“Mak, Amat berangkat dulu ya,” pamit Amat pada emak yang masih berdiri di teras bersama kedua adiknya. Amat memilih pergi ke sekolah.
“Kamu udah sarapan?” tanya emak memastikan.
Amat menggeleng, “gak akan keburu, Mak. Amat puasa saja hari ini.”
Mendengar jawaban anaknya, hati Emak kembali trenyuh. Lagi-lagi anaknya harus menahan lapar, karena tak sempat sarapan dan beliau tak bisa membekalinya dengan uang jajan.
“Ya udah, tapi nanti kalau tidak kuat, buka saja, ya?” maksud Emak, kalau pulang sekolah tidak kuat menahan lapar, makan saja. Amat mengangguk. Lalu melesat, berlari, menyusuri jalan, menuju sekolah. Emak hanya menatap kepergian anaknya, semoga kuat menjalani harinya. Amat tidak suka dibawakan bekal nasi, malu, kaya anak TK saja, katanya.
Amat sudah tidak melihat teman-temannya lagi di jalan. Di depannya, apalagi di belakang. Ia tidak sempat menengok jam dinding tadi, tapi ia yakin, dirinya sudah kesiangan. Matahari sudah terlihat semakin jelas. Membulat. Pikiran itu pun kembali merasuk, membolos atau meneruskan langkah ke sekolah? Membolos, akan aman dari hukuman membersihkan WC atau lari mengelilingi lapangan basket, tapi akan ketinggalan pelajaran dan tidak ikut ulangan, dan pasti, besok akan dipanggil ke ruang BP.
Urusan bersama Pak Gatot akan runyam. Nilai di raport akan merah.

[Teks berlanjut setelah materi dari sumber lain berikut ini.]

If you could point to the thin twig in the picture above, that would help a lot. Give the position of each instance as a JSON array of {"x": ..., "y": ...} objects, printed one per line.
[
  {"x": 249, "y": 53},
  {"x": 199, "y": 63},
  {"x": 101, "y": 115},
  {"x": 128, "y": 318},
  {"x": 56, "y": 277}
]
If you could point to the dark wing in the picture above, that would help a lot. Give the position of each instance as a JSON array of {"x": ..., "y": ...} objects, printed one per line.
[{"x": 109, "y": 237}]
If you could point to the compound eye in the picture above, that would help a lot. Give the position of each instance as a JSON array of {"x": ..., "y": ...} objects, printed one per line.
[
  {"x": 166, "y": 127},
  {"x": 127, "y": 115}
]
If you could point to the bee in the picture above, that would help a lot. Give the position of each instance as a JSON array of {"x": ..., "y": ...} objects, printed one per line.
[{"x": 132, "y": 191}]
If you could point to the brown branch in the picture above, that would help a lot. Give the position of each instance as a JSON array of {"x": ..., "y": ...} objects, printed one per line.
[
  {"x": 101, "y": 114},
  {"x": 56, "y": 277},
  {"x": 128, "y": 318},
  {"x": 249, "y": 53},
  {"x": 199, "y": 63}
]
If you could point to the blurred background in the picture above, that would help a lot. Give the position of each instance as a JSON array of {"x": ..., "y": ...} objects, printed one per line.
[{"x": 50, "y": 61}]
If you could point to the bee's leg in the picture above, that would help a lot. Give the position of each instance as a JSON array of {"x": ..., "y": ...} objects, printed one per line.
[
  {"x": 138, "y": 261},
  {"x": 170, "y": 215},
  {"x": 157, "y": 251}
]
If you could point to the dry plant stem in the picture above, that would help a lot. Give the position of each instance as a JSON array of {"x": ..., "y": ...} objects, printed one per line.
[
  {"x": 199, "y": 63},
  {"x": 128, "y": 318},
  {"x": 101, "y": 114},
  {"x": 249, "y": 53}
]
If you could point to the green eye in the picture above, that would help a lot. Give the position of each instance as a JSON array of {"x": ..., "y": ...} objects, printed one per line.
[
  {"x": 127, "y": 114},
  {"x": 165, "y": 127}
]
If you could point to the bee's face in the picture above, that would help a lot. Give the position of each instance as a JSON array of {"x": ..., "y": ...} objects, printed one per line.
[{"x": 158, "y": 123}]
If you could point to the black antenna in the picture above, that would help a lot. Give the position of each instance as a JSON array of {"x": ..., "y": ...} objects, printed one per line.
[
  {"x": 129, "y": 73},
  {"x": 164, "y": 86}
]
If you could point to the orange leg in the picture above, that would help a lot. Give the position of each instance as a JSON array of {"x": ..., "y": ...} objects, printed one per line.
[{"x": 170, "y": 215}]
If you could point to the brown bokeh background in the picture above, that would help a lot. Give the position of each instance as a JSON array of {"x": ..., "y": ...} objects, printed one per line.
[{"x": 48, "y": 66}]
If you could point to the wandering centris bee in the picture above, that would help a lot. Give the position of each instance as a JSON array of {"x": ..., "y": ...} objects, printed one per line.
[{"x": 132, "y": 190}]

Dan, ia tidak mau itu terjadi. Kesiangan, meski akan dapat hukuman dari guru piket, dan mungkin tetap tidak bisa ikut ulangan, nilai di raport bisa juga merah. Tapi, ia akan berbicara terus terang kepada Pak Gatot, perihal kenapa dirinya sampai harus kesiangan. Ini bukan keinginannya.

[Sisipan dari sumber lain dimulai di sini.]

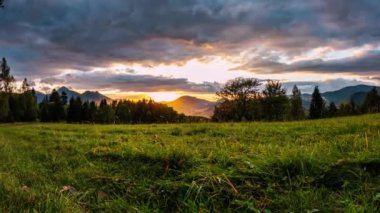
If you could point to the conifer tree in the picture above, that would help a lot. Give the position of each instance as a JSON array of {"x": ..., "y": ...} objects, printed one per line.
[
  {"x": 317, "y": 105},
  {"x": 296, "y": 108}
]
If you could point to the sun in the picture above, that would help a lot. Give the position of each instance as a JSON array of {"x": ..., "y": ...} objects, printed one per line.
[{"x": 163, "y": 96}]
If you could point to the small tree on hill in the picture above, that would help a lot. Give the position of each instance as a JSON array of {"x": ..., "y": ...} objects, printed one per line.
[
  {"x": 6, "y": 78},
  {"x": 332, "y": 110},
  {"x": 317, "y": 105},
  {"x": 275, "y": 102},
  {"x": 296, "y": 109},
  {"x": 371, "y": 103},
  {"x": 238, "y": 94}
]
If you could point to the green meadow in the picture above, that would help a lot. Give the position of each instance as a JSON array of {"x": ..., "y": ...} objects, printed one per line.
[{"x": 307, "y": 166}]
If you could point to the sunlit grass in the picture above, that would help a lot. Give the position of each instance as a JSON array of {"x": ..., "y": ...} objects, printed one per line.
[{"x": 325, "y": 165}]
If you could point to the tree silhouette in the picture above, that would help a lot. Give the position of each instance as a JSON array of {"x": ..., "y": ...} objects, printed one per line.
[
  {"x": 296, "y": 109},
  {"x": 372, "y": 102},
  {"x": 317, "y": 105},
  {"x": 6, "y": 78},
  {"x": 275, "y": 102},
  {"x": 238, "y": 94}
]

Ia sudah berusaha semaksimal yang ia bisa agar semuanya berjalan lancar. Tentang ikut mengarit padi di sawah, tentang mengantri di sumur umum, dan juga tentang menjaga adik-adik yang masih kecil. Semoga kali ini Pak Gatot mau mendengar. Dan berkenan memberi kesempatan untuk ulangan susulan. Kalaupun tidak, setidaknya sudah berupaya hingga di batas akhir kemampuan.
Ada sesal mengalir ke seluruh pembuluh darahnya. Menyesali keadaan juga menyesali keluarganya. Tapi, ia tidak menyalahkan siapapun. Mungkin memang kehidupan seperti ini yang harus dijalani. Dan dengan hati diliputi gulana, ia tetap meneruskan langkah, cepat-cepat. Tak lupa selalu menyematkan harap, semoga sekolah bisa mewujudkan cita-cita, agar hidup dan keluarganya menjadi lebih baik.
***
Saya menghentikan sepeda motor saya, di samping Amat yang sedang berjalan setengah berlari. Tergopoh-gopoh. Nafas tersengal, keringat membanjiri seluruh tubuh. Mesin motor tidak saya matikan. Amat pun berhenti dan menoleh.